Correct Answer: -5.81

Step 1: Apply Clausius–Clapeyron equation.
At constant coverage, \[ \ln \left(\frac{P_2}{P_1}\right) = \frac{\Delta H_\text{ads}}{R} \left(\frac{1}{T_1} - \frac{1}{T_2}\right) \] Given $P_1 = 25$, $P_2 = 30$, $T_1 = 140$, $T_2 = 280$.
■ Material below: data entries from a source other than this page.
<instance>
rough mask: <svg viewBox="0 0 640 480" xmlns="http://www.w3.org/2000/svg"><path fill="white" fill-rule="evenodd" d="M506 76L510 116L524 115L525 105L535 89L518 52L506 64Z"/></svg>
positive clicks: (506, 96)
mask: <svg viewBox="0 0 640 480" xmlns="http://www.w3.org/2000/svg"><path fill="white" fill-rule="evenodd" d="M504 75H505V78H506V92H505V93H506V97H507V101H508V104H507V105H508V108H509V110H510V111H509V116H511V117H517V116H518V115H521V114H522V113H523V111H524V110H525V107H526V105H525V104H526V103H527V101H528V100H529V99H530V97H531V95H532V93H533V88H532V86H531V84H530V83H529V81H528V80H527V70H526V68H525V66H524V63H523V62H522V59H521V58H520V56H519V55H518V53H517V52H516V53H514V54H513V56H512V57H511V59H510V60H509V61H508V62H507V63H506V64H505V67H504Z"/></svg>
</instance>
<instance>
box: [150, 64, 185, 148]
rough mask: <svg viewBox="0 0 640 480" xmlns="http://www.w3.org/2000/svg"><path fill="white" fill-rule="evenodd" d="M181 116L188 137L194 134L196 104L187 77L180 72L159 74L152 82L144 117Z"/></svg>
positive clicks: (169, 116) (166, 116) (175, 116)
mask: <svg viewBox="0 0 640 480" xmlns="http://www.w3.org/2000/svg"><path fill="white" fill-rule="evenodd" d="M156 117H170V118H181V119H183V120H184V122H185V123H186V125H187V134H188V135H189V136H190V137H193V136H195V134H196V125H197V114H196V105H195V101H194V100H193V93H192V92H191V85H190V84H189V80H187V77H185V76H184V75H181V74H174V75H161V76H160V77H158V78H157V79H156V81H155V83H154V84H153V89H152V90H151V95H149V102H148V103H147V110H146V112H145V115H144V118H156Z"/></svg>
Step 2: Substitute values.
\[ \ln \left(\frac{30}{25}\right) = \frac{\Delta H_\text{ads}}{8.314}\left(\frac{1}{140} - \frac{1}{280}\right) \] \[ 0.182 = \frac{\Delta H_\text{ads}}{8.314}(0.00357) \] \[ \Delta H_\text{ads} = \frac{0.182 \times 8.314}{0.00357} = 424.6 \, \text{J mol}^{-1} = 12.0 \, \text{kJ mol}^{-1} \]
Step 3: Conclusion.
The isosteric enthalpy of adsorption is 12.0 kJ mol$^{-1}$.